Top Abstract Introduction Patients and methods Results Comment References

 
We retrospectively reviewed the medical records of 24 patients with VSD/AI syndrome who were treated between April 1978 and August 1998 using a modification of Trusler’s technique for the aortic valve repair combined with closure of the VSD. Preoperative evaluation of the patients included a complete history and physical examination. Cardiac catheterization and/or echocardiography were used to determine the cardiac anatomy as well as the degree of AI. Cardiac catheterization was performed preoperatively in 22 (96%) patients. The operative details were derived from the operative reports and the perfusion flow sheets. Postoperatively, the degree of AI at hospital discharge was assessed by transthoracic echocardiography. Follow-up ranged from 0.01 to 17.8 years with a mean of 7.3 ± 1.3 (SEM) years, and was complete in all patients. Late follow-up was performed by a pediatric cardiologist at regular intervals. This included physical examination, transthoracic echocardiography, and, when indicated, cardiac catheterization. The degree of preoperative and postoperative AI was graded as none, trivial, mild, moderate, or severe. That determination was made by cineangiography whenever possible. Otherwise, color flow echocardiography was used. Aortic valve repair failure was defined as the need for reoperation to address worsening AI.

Operative technique
In all patients, the operation was performed through a median sternotomy incision. Cardiopulmonary bypass was established using bicaval cannulation, a left ventricular vent, and moderate hypothermia. The heart was arrested with the antegrade administration of dilute, sanguineous cardioplegia delivered into the aortic root while supporting the aortic leaflets using external digital compression of the aortic root. The aorta was opened through a curvilinear incision into the noncoronary sinus. Additional cardioplegia was delivered directly into the coronary ostia to supplement the initial arresting dose. Retrograde cardioplegia was occasionally used. The morphology of the aortic valve cusps was then examined carefully with special attention to the identification of elongation and redundancy with prolapse. A 6-0 Prolene Frater’s stitch [3] was then placed in the corpora arantii of the three aortic cusps. This facilitated more precise identification of the redundant free edge(s) of the prolapsed cusp(s). The excess length of the leaflet edge was then folded at the commissure. This fold of the prolapsed cusp was then secured against the aortic wall using a pledgeted 4-0 or 5-0 Prolene horizontal mattress suture, with one pledget placed on the inside of the aorta and another placed on the outside. The Frater’s stitch was then removed. Aortic valve competence was tested by the injection of cold saline into the aortic root. The aortotomy was then closed. The adequacy of the repair was then tested again by injecting antegrade cardioplegia and observing satisfactory aortic root distention. The degree of residual AI could, at times, also be assessed during antegrade cardioplegia administration by observing the aortic valve directly through the VSD. The VSD was closed either through the right atrium (n = 2, 8%) or the right ventricle (n = 22, 92%).

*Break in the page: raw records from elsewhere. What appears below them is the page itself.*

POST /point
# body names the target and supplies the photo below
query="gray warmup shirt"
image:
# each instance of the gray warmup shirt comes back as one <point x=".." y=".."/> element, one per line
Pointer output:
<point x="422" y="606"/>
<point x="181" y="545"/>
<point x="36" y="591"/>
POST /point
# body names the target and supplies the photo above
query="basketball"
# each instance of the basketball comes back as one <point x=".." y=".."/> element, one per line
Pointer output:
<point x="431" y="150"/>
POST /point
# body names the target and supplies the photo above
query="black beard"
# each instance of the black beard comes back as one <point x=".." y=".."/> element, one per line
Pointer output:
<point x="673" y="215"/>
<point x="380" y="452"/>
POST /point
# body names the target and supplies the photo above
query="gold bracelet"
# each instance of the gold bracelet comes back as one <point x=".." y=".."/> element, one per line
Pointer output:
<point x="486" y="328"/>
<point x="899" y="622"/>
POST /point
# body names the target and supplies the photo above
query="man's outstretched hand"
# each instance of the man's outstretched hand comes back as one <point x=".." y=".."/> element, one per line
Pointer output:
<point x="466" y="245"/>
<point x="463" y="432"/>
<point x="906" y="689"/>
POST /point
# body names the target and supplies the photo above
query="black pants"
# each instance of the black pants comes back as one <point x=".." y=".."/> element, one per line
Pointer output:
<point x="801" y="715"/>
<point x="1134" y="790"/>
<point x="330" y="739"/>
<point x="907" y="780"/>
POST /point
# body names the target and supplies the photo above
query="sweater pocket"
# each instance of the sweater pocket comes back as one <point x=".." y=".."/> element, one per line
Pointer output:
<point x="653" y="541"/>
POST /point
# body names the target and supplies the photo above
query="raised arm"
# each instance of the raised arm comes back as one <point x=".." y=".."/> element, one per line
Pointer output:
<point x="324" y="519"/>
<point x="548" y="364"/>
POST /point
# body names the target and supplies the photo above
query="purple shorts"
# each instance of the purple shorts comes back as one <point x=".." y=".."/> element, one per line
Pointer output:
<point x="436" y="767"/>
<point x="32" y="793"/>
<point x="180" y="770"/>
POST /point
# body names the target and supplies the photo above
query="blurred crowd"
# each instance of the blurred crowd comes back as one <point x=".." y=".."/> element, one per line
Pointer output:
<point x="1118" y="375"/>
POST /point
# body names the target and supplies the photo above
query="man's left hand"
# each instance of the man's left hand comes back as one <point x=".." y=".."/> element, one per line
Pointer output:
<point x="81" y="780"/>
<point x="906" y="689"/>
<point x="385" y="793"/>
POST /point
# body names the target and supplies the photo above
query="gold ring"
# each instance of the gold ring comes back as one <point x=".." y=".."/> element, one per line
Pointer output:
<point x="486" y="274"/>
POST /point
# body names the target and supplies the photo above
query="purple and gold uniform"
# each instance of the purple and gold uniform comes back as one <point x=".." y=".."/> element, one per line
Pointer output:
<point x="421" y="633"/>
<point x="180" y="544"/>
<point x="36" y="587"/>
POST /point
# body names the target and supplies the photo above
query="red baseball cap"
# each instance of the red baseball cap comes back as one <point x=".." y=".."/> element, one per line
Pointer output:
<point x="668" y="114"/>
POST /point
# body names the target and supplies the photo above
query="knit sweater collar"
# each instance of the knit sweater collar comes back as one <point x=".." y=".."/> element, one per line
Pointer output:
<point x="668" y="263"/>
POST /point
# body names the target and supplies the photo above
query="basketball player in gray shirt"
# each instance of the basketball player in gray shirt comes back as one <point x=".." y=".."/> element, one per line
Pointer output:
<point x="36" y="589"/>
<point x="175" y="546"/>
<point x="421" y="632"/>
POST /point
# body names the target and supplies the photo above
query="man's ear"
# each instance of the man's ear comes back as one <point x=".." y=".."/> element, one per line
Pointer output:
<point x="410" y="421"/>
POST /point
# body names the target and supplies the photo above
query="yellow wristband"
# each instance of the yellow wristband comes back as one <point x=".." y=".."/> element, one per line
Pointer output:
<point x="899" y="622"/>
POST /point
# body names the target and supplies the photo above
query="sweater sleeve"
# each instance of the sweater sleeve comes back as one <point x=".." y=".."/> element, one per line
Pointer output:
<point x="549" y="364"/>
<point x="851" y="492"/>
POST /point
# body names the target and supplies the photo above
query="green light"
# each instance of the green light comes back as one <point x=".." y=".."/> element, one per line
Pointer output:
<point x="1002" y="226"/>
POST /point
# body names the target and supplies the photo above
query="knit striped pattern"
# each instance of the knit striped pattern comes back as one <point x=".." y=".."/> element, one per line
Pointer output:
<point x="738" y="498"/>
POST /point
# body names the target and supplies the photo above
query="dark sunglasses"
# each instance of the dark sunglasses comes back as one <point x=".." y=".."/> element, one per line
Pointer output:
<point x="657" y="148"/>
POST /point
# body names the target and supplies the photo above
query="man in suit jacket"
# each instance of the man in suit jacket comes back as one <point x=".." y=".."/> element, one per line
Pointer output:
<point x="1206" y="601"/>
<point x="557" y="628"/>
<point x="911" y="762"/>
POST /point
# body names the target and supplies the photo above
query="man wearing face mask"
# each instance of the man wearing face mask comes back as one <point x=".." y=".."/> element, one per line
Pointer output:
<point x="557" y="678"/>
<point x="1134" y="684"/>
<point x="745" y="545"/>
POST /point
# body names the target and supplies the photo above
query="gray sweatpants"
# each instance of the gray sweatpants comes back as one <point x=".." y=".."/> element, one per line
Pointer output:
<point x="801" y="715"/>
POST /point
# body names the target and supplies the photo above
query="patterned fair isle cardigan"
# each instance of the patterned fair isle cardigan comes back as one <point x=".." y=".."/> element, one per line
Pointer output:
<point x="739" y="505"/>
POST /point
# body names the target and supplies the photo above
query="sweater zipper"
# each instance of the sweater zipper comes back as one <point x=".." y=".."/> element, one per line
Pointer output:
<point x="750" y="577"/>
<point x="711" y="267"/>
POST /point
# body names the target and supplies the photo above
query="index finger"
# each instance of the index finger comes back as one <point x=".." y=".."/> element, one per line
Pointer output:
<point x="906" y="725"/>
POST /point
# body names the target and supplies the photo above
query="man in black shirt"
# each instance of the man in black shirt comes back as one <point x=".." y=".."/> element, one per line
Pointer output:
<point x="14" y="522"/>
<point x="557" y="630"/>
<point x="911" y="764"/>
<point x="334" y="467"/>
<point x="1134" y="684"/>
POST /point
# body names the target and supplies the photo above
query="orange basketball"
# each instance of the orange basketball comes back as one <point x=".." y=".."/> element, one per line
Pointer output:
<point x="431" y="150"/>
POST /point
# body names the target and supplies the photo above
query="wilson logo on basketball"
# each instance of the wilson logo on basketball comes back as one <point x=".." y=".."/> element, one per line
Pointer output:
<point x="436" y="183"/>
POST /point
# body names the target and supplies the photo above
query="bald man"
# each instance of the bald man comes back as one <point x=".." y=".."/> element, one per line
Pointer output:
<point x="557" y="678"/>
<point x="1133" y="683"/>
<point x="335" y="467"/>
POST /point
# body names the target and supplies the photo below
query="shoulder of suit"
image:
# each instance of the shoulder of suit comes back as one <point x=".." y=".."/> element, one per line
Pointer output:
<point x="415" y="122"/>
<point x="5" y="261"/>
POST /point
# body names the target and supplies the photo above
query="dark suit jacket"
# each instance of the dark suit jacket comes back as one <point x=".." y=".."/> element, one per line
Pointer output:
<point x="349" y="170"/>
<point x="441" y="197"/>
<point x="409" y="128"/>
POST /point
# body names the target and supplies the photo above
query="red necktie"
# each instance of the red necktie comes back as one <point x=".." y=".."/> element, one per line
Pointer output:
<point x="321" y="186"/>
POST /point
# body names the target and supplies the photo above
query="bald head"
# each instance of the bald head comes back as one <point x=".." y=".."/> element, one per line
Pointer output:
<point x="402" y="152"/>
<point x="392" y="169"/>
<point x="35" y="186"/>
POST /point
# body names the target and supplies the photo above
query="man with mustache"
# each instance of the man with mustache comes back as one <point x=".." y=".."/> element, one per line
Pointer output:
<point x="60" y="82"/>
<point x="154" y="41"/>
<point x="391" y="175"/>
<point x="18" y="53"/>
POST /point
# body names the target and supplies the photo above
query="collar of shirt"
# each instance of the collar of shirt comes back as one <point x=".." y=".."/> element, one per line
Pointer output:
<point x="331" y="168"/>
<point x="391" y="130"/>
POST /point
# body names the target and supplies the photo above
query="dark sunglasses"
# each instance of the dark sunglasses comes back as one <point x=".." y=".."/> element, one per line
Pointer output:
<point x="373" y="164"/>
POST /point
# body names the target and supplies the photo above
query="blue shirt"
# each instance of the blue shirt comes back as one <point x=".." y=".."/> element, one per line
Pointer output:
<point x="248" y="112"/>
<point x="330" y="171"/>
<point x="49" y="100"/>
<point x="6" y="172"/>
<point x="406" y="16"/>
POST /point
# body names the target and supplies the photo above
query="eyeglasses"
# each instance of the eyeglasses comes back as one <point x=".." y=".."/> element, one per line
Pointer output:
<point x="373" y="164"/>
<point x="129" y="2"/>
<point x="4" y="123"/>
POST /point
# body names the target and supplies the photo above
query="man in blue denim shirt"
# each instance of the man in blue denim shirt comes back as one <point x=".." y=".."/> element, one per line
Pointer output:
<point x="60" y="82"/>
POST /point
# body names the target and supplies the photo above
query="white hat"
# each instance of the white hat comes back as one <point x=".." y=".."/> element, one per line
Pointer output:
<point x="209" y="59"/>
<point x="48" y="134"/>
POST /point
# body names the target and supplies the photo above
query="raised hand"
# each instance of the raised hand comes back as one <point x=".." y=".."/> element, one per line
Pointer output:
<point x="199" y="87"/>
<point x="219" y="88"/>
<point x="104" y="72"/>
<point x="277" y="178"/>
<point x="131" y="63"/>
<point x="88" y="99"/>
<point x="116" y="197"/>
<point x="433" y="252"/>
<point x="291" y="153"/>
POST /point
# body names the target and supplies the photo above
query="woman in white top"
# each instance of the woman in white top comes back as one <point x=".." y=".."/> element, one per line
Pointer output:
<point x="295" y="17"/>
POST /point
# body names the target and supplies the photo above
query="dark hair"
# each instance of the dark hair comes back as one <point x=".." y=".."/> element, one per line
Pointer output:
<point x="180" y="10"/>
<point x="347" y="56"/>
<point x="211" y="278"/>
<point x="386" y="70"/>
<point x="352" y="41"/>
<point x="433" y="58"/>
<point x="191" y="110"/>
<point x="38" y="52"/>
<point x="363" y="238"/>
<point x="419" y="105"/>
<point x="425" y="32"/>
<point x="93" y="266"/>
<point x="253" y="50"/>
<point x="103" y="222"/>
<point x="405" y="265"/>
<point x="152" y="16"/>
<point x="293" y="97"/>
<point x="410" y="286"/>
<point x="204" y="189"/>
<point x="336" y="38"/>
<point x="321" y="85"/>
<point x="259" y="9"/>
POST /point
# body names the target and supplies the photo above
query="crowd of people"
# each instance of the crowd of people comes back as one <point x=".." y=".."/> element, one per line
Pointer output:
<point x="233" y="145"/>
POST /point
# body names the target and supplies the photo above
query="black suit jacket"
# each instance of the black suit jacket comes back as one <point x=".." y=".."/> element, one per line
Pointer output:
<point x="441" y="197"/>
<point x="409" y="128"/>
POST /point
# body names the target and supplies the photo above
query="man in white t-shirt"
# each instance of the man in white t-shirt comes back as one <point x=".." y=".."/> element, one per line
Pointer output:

Data collection and statistical analysis
All data were sorted on the Microsoft Excel for Windows program version 7.0 (Microsoft Corp, Redmond, WA) and were exported into SPSS for Windows release 8.0 (SPSS Inc, Chicago, IL) for coding and statistical analysis. Quantitative variables that approximated a normal distribution were reported as the mean plus or minus the standard error of the mean, and were analyzed by the Student’s unpaired t test. Quantitative variables that did not approximate a normal distribution were reported as the mean plus or minus the standard error of the mean, with the median, and were analyzed by the Mann-Whitney test (Wilcoxon rank-sum test). Nominal variables were analyzed nonparametrically by the Fisher’s exact or the ² test. A p value less than 0.05 was selected to define statistical significance. A p value between 0.05 and 0.10 was considered suggestive. Because of the small size of the population, a multivariate analysis was not performed.

	Results

Top Abstract Introduction Patients and methods Results Comment References

 
Demographic preoperative aortic insufficiency/hemodynamics
The ages of the 24 patients ranged from 2.1 to 22.5 years, with a mean of 9.1 ± 1.2 years. Fifteen patients (62%) were boys and 9 (38%) were girls. Twelve (50%) were Caucasian, 8 (33%) were African-American, and 4 (17%) were Asian. The degree of preoperative AI was mild in 6 (25%), moderate in 7 (29%), and severe in 11 (46%) of the patients. The mean pressure gradient from the left ventricle to the right ventricle (PG_LV-RV) was 75 ± 3.6 mm Hg. The ratio of the right ventricular to left ventricular pressures (P_RV/P_LV) was 0.32 ± 0.002.

Morphology
Fifteen (62%) VSDs were perimembranous and nine (38%) were subarterial (type 1, supracristal, doubly committed/juxta-arterial). The size of the VSD was small in 4 (17%), moderate in 11 (46%), and large in 9 (37%) of the patients. Neither the PG_LV-RV or the P_RV/P_LV correlated with the size of the VSD observed in the operating room. The prolapsing coronary cusp was the right in 13 (54%), the noncoronary in 6 (25%), and both the right and noncoronary in 5 (21%) of the patients.

Operative procedure
Plication of the free edge of the prolapsed cusp at one end was performed in 12 (50%) patients. More than one plication had to be performed in the remaining 12 (50%) patients. The VSD was closed using a patch in 21 (88%) and by primary suture closure in 3 (12%) of the patients. Four (17%) patients had associated cardiac procedures in the form of resection of a subaortic membrane in 2 and closure of a fenestration in the right coronary cusp in another 2 patients.

Postoperative results
There was no hospital mortality and there have been no late deaths to date. The degree of AI at the patient’s discharge, as assessed by both clinical and by echocardiographic examination, was none in 5 (21%), trivial in 6 (25%), mild in 10 (42%), moderate in 2 (8%), and severe in 1 (4%). At the most recent follow-up, the degree of AI, as assessed by echocardiography, was none in 6 (25%), trivial in 5 (21%), mild in 9 (38%), moderate in 1 (4%), and severe in 3 (12%). All 3 patients with severe AI underwent aortic valve replacement. The remaining patient with moderate AI is now followed at frequent intervals to assess the significance of the AI. The 15-year actuarial freedom from aortic valve replacement for failure of the repair was 81% ± 19% (95% CL) (Fig 1). The long-term adequacy of the repair is depicted in Figure 2.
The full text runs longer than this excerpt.